“Here, brother, you smoke, brother!” A guy from Bangladesh with a moustache, two golden chains and a golden earring, hands me a joint he just rolled. Legs and arms akimbo, pupils wide, he yells: aye mama!, and runs away towards a couple of girls.
A big Indian man looks at me and rolls his eyes. “Brother is crazy.” In four hours’ time, Crazy Brother will be pounding against our door, trying to get into our room, sweating, his gold chains gone. The big Indian is behind him on the corridor, smashing the palm of his hand against his forehead, yelling at the ceiling like some many-armed god could come down from there and calm everything down again.
We’re at Chungking Mansions, a crumbling 17-storey high building that is home to 4000 people from more than 120 nations and every legal or illegal business you can think of. Copy Rolex, tailor made suit, hashish, weed, coca, girl, boy? Ecstasy? You’ll get it here. You want to buy two hundred smartphones? Get your nails done? Sell Rupee, stolen goods or contraband? This is the place.
It’s also the place with the cheapest rooms in Hong Kong. From the big Indian guy we get one for 30 Euro. From Crazy Brother we get an I’ll-stab-you-later-glance.
The Chungking Mansions are like a piece of ghetto placed in one of the most expensive streets in the world. There is actually a real Rolex shop just 200 meters next to where a black guy is slinging his “copy Rolex.” Men take measure for your suit next to a parked car while Gucci and Versace are just across the street. A bourgeois ghetto, one anthropologist calls the Chungking Mansions.
The place is as much about business and trade, is as hectical, loud and fast as its legal counterparts. It is estimated that 20 percent of all phones that are sold in Sub-Saharan Africa went through Chungking Mansions. African traders can visit Hong Kong without visa, buy stolen or second hand phones from Europe in the Mansions, send them over the world’s busiest border to Shenzen in China where they get refurbished and unlocked.

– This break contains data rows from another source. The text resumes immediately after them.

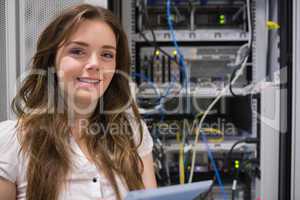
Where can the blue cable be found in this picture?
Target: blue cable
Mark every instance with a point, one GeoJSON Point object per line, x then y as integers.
{"type": "Point", "coordinates": [182, 63]}
{"type": "Point", "coordinates": [213, 162]}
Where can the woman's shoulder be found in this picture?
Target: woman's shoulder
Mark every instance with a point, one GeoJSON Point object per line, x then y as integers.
{"type": "Point", "coordinates": [146, 142]}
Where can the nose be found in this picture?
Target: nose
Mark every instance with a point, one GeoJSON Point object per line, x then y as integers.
{"type": "Point", "coordinates": [93, 63]}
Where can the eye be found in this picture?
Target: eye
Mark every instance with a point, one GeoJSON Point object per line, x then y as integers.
{"type": "Point", "coordinates": [77, 51]}
{"type": "Point", "coordinates": [108, 55]}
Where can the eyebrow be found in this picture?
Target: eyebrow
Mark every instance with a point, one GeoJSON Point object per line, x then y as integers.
{"type": "Point", "coordinates": [86, 45]}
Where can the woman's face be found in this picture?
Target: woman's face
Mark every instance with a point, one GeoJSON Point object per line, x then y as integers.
{"type": "Point", "coordinates": [86, 63]}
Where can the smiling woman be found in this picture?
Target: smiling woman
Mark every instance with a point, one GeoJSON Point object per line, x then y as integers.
{"type": "Point", "coordinates": [79, 134]}
{"type": "Point", "coordinates": [93, 61]}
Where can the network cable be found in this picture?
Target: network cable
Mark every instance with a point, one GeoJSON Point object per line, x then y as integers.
{"type": "Point", "coordinates": [223, 91]}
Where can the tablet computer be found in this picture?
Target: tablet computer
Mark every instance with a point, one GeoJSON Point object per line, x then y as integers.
{"type": "Point", "coordinates": [189, 191]}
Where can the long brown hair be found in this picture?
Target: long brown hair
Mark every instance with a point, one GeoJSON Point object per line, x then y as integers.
{"type": "Point", "coordinates": [45, 131]}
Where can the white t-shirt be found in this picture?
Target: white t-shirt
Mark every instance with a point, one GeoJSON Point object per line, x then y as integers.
{"type": "Point", "coordinates": [85, 182]}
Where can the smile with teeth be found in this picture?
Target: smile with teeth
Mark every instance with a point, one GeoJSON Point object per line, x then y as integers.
{"type": "Point", "coordinates": [88, 80]}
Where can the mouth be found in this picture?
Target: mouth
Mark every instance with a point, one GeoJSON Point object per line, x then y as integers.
{"type": "Point", "coordinates": [88, 80]}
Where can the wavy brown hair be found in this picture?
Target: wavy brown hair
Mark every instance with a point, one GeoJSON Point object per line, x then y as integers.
{"type": "Point", "coordinates": [45, 129]}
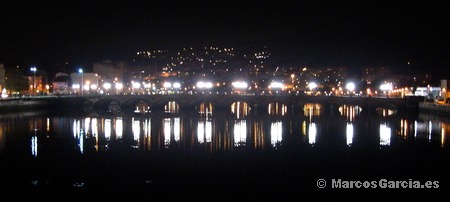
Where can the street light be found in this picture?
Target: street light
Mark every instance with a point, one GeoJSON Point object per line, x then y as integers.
{"type": "Point", "coordinates": [34, 69]}
{"type": "Point", "coordinates": [82, 84]}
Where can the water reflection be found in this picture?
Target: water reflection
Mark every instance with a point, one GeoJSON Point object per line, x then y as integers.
{"type": "Point", "coordinates": [2, 137]}
{"type": "Point", "coordinates": [385, 134]}
{"type": "Point", "coordinates": [349, 133]}
{"type": "Point", "coordinates": [204, 131]}
{"type": "Point", "coordinates": [142, 107]}
{"type": "Point", "coordinates": [276, 131]}
{"type": "Point", "coordinates": [312, 109]}
{"type": "Point", "coordinates": [240, 133]}
{"type": "Point", "coordinates": [213, 134]}
{"type": "Point", "coordinates": [350, 111]}
{"type": "Point", "coordinates": [240, 109]}
{"type": "Point", "coordinates": [277, 109]}
{"type": "Point", "coordinates": [172, 107]}
{"type": "Point", "coordinates": [310, 132]}
{"type": "Point", "coordinates": [172, 131]}
{"type": "Point", "coordinates": [385, 111]}
{"type": "Point", "coordinates": [258, 135]}
{"type": "Point", "coordinates": [34, 146]}
{"type": "Point", "coordinates": [205, 109]}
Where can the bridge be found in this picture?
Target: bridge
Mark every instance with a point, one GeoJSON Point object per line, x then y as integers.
{"type": "Point", "coordinates": [190, 102]}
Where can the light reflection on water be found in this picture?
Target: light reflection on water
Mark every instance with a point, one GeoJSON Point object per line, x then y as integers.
{"type": "Point", "coordinates": [152, 133]}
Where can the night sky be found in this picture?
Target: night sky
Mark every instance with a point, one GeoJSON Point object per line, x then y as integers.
{"type": "Point", "coordinates": [299, 33]}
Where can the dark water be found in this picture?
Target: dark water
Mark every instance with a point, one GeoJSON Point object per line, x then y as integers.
{"type": "Point", "coordinates": [227, 155]}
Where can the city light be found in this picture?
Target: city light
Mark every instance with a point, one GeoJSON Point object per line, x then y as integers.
{"type": "Point", "coordinates": [240, 84]}
{"type": "Point", "coordinates": [107, 86]}
{"type": "Point", "coordinates": [312, 86]}
{"type": "Point", "coordinates": [276, 85]}
{"type": "Point", "coordinates": [176, 85]}
{"type": "Point", "coordinates": [206, 85]}
{"type": "Point", "coordinates": [386, 87]}
{"type": "Point", "coordinates": [350, 86]}
{"type": "Point", "coordinates": [82, 81]}
{"type": "Point", "coordinates": [34, 69]}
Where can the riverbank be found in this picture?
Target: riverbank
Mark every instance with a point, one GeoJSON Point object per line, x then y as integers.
{"type": "Point", "coordinates": [438, 109]}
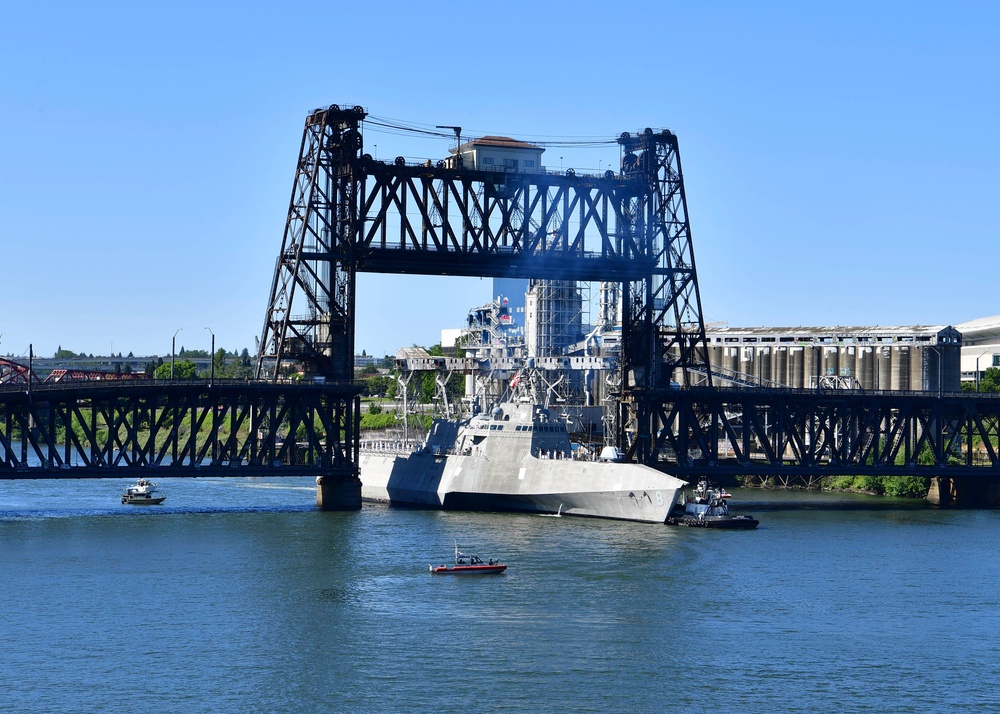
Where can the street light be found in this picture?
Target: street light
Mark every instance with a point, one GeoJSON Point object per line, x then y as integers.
{"type": "Point", "coordinates": [940, 368]}
{"type": "Point", "coordinates": [212, 355]}
{"type": "Point", "coordinates": [173, 349]}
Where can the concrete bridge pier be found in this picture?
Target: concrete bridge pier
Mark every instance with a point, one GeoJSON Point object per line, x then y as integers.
{"type": "Point", "coordinates": [338, 492]}
{"type": "Point", "coordinates": [972, 493]}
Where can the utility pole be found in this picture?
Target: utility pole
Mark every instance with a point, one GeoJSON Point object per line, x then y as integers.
{"type": "Point", "coordinates": [458, 142]}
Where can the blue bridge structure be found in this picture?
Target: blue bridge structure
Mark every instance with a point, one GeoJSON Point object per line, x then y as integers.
{"type": "Point", "coordinates": [350, 213]}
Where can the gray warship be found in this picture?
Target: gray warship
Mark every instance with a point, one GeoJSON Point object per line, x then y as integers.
{"type": "Point", "coordinates": [516, 457]}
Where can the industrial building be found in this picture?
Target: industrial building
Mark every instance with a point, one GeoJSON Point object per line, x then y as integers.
{"type": "Point", "coordinates": [917, 358]}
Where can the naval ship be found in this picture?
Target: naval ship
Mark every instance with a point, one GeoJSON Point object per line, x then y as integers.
{"type": "Point", "coordinates": [517, 457]}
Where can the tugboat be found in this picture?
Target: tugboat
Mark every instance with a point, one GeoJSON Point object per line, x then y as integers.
{"type": "Point", "coordinates": [469, 565]}
{"type": "Point", "coordinates": [707, 508]}
{"type": "Point", "coordinates": [143, 493]}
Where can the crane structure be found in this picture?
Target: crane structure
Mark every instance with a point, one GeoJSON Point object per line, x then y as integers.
{"type": "Point", "coordinates": [351, 213]}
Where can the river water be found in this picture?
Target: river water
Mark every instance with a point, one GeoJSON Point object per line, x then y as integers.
{"type": "Point", "coordinates": [237, 595]}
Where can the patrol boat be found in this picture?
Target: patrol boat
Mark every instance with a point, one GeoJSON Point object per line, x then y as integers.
{"type": "Point", "coordinates": [517, 457]}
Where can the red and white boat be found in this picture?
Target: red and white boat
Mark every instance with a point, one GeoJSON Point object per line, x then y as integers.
{"type": "Point", "coordinates": [469, 565]}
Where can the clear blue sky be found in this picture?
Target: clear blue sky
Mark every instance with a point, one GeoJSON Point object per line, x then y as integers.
{"type": "Point", "coordinates": [841, 160]}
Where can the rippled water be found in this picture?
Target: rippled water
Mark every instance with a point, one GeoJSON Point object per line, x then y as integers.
{"type": "Point", "coordinates": [238, 596]}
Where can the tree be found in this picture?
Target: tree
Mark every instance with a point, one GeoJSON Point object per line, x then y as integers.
{"type": "Point", "coordinates": [183, 369]}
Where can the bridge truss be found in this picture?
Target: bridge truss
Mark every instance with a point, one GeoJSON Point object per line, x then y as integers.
{"type": "Point", "coordinates": [191, 428]}
{"type": "Point", "coordinates": [350, 213]}
{"type": "Point", "coordinates": [793, 437]}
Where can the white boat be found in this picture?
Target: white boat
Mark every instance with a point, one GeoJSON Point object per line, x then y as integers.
{"type": "Point", "coordinates": [516, 458]}
{"type": "Point", "coordinates": [707, 508]}
{"type": "Point", "coordinates": [143, 493]}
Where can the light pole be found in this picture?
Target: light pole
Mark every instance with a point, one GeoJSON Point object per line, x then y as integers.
{"type": "Point", "coordinates": [977, 367]}
{"type": "Point", "coordinates": [173, 349]}
{"type": "Point", "coordinates": [212, 355]}
{"type": "Point", "coordinates": [940, 368]}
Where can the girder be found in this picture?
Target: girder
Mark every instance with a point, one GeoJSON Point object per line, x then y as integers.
{"type": "Point", "coordinates": [93, 430]}
{"type": "Point", "coordinates": [805, 433]}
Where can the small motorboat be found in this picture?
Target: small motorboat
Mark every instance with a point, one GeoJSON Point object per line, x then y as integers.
{"type": "Point", "coordinates": [707, 508]}
{"type": "Point", "coordinates": [143, 493]}
{"type": "Point", "coordinates": [469, 565]}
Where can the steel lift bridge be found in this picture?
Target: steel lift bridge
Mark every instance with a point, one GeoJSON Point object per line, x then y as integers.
{"type": "Point", "coordinates": [350, 213]}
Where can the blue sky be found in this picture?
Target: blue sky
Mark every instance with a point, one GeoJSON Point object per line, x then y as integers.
{"type": "Point", "coordinates": [841, 161]}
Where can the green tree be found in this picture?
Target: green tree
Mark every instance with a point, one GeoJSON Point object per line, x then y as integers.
{"type": "Point", "coordinates": [990, 381]}
{"type": "Point", "coordinates": [183, 369]}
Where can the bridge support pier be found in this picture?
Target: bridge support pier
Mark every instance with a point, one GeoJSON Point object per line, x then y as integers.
{"type": "Point", "coordinates": [979, 493]}
{"type": "Point", "coordinates": [338, 492]}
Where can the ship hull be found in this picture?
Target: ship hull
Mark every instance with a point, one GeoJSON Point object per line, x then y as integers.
{"type": "Point", "coordinates": [522, 483]}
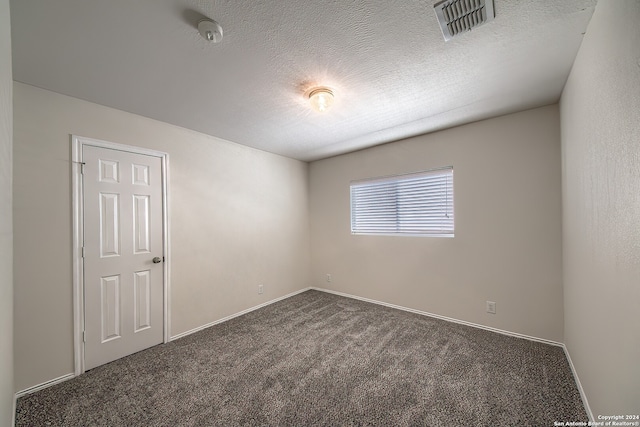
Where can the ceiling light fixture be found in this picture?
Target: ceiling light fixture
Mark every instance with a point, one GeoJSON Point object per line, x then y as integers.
{"type": "Point", "coordinates": [210, 30]}
{"type": "Point", "coordinates": [321, 98]}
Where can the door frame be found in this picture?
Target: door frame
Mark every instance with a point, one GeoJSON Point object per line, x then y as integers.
{"type": "Point", "coordinates": [77, 143]}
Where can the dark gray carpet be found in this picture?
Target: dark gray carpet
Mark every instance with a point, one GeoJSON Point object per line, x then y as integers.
{"type": "Point", "coordinates": [318, 359]}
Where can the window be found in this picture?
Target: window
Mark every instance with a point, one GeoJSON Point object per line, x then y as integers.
{"type": "Point", "coordinates": [415, 204]}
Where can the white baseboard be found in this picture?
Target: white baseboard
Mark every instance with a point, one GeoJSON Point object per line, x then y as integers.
{"type": "Point", "coordinates": [13, 414]}
{"type": "Point", "coordinates": [583, 396]}
{"type": "Point", "coordinates": [43, 385]}
{"type": "Point", "coordinates": [448, 319]}
{"type": "Point", "coordinates": [224, 319]}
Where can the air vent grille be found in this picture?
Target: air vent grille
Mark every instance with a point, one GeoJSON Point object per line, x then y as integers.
{"type": "Point", "coordinates": [457, 16]}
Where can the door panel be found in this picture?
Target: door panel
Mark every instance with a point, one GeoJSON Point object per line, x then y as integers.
{"type": "Point", "coordinates": [123, 288]}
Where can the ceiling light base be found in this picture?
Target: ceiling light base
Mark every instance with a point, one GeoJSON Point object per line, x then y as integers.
{"type": "Point", "coordinates": [210, 30]}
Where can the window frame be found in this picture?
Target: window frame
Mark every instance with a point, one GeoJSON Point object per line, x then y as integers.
{"type": "Point", "coordinates": [446, 172]}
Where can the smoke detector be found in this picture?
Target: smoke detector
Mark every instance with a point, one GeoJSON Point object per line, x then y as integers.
{"type": "Point", "coordinates": [458, 16]}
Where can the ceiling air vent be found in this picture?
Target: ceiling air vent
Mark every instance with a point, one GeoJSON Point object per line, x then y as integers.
{"type": "Point", "coordinates": [458, 16]}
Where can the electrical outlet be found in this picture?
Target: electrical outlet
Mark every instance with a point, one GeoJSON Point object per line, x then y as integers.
{"type": "Point", "coordinates": [491, 307]}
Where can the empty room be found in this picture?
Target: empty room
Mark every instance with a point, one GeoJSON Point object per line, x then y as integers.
{"type": "Point", "coordinates": [393, 213]}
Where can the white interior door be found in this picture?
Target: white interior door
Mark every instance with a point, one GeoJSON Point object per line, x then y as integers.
{"type": "Point", "coordinates": [123, 253]}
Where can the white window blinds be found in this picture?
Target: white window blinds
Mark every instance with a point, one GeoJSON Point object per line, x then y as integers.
{"type": "Point", "coordinates": [414, 204]}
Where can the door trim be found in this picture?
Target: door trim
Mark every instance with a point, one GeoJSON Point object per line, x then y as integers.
{"type": "Point", "coordinates": [77, 143]}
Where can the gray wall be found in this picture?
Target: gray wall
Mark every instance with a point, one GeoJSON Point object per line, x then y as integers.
{"type": "Point", "coordinates": [507, 246]}
{"type": "Point", "coordinates": [6, 227]}
{"type": "Point", "coordinates": [600, 116]}
{"type": "Point", "coordinates": [238, 218]}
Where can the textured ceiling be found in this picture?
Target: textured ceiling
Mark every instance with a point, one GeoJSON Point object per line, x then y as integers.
{"type": "Point", "coordinates": [392, 72]}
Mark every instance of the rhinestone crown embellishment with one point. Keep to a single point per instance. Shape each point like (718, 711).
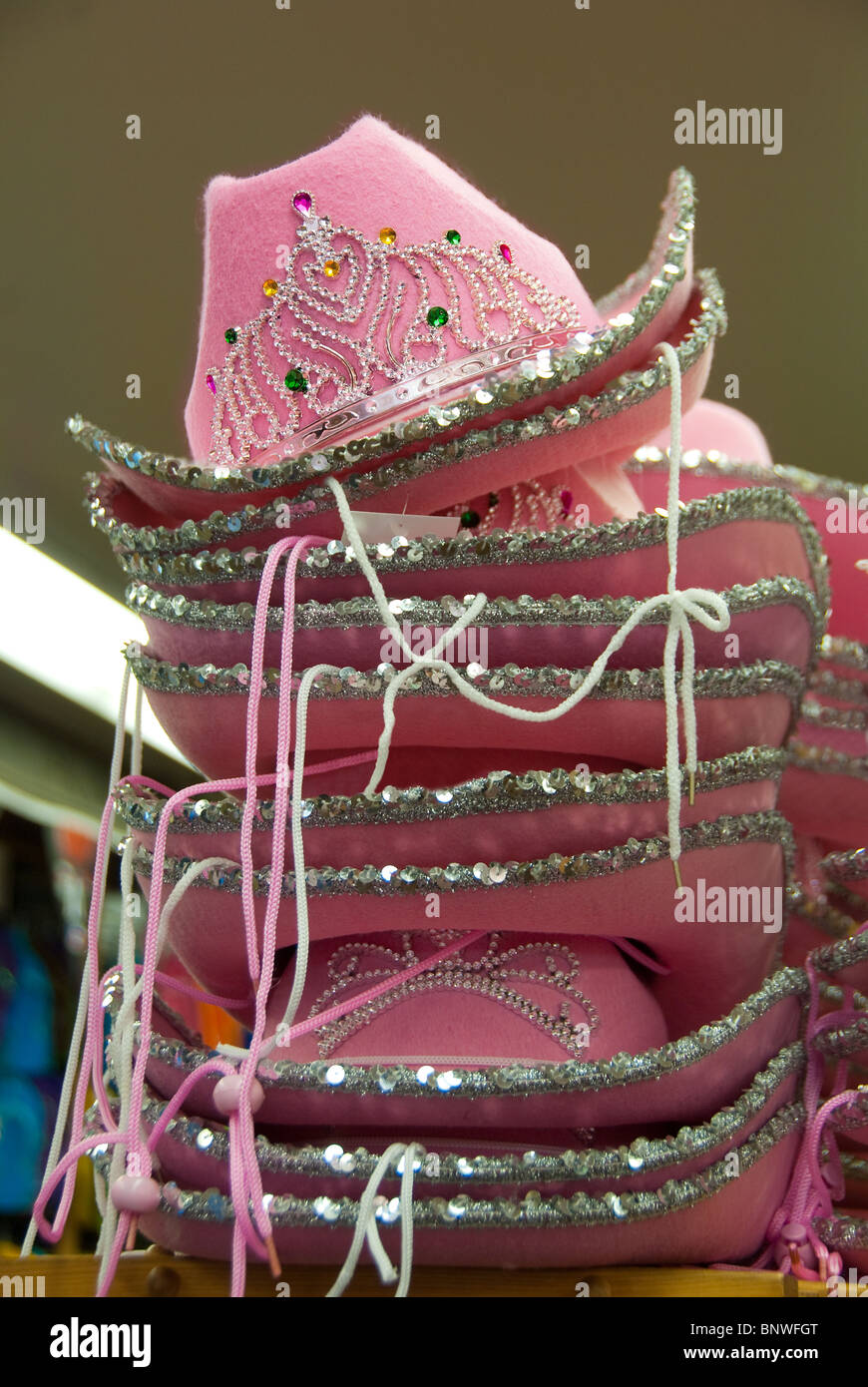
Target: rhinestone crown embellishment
(509, 977)
(359, 329)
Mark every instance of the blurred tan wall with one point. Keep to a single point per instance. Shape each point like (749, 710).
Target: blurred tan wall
(565, 116)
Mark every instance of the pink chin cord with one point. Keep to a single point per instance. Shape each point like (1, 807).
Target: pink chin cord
(790, 1241)
(237, 1092)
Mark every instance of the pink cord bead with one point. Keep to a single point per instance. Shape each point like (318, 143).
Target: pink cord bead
(136, 1193)
(227, 1095)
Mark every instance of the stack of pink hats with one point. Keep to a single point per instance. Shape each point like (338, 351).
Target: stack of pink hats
(529, 839)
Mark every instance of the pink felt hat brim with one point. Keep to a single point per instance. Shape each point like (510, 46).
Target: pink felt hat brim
(740, 550)
(726, 1226)
(779, 632)
(210, 729)
(690, 1092)
(708, 974)
(612, 438)
(719, 427)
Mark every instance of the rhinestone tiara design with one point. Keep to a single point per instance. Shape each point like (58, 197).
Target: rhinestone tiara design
(359, 330)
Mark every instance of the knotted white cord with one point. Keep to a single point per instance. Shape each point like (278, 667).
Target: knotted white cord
(366, 1225)
(701, 605)
(84, 1003)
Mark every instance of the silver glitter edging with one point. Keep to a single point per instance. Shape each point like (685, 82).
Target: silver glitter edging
(509, 682)
(362, 612)
(534, 1211)
(495, 792)
(718, 465)
(729, 829)
(622, 1162)
(629, 390)
(558, 366)
(504, 1080)
(846, 866)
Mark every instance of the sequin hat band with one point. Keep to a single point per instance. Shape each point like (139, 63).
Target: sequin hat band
(359, 330)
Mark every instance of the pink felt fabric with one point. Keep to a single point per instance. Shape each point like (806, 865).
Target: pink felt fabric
(195, 1168)
(713, 964)
(778, 632)
(210, 729)
(725, 1226)
(558, 828)
(365, 180)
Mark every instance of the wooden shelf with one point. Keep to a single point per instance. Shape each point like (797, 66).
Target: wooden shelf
(161, 1275)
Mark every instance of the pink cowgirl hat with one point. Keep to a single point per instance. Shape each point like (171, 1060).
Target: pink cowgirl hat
(366, 302)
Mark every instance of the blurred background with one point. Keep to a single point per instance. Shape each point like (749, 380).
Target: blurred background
(566, 116)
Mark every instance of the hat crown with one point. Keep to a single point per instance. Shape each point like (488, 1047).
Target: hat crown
(367, 181)
(355, 316)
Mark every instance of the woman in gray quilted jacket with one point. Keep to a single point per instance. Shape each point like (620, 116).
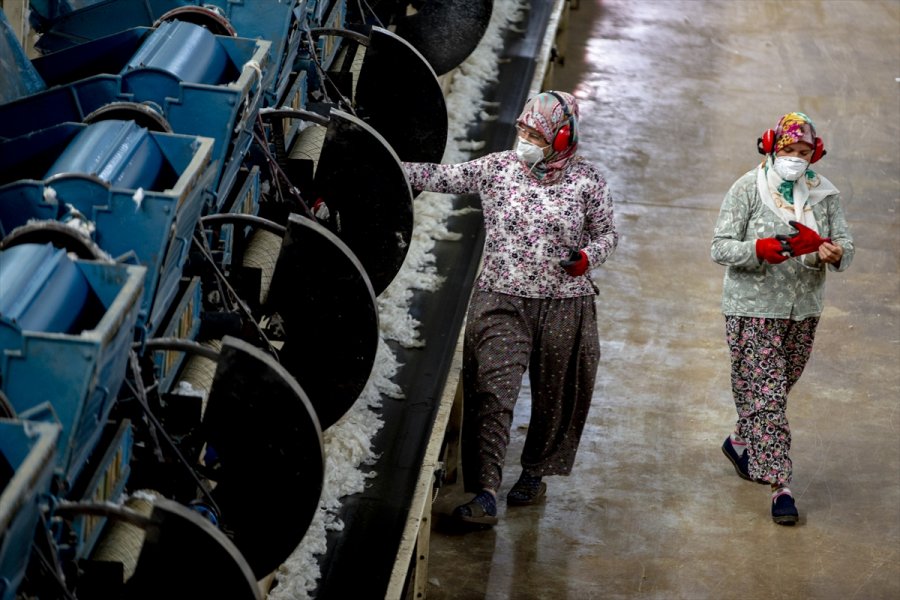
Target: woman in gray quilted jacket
(780, 229)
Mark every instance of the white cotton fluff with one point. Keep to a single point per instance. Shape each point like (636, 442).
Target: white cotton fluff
(348, 443)
(138, 198)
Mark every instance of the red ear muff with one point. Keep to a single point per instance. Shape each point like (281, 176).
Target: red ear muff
(563, 138)
(819, 151)
(766, 144)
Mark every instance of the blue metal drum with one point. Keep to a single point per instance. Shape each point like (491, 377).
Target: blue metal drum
(119, 153)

The traders take a cheap room in the mansions and, two or three days later, they fly home with a big suitcase full of “new” phones, or send them to Africa by ship.
That’s generally how this place works. And that’s why it’s tolerated in Hong Kong – it’s business. You’ll get arrested for shoplifting – I saw it, just two blocks away from the Mansions – with handcuffs and all. But trading drugs or contraband across the continent? That’s the spirit, brother.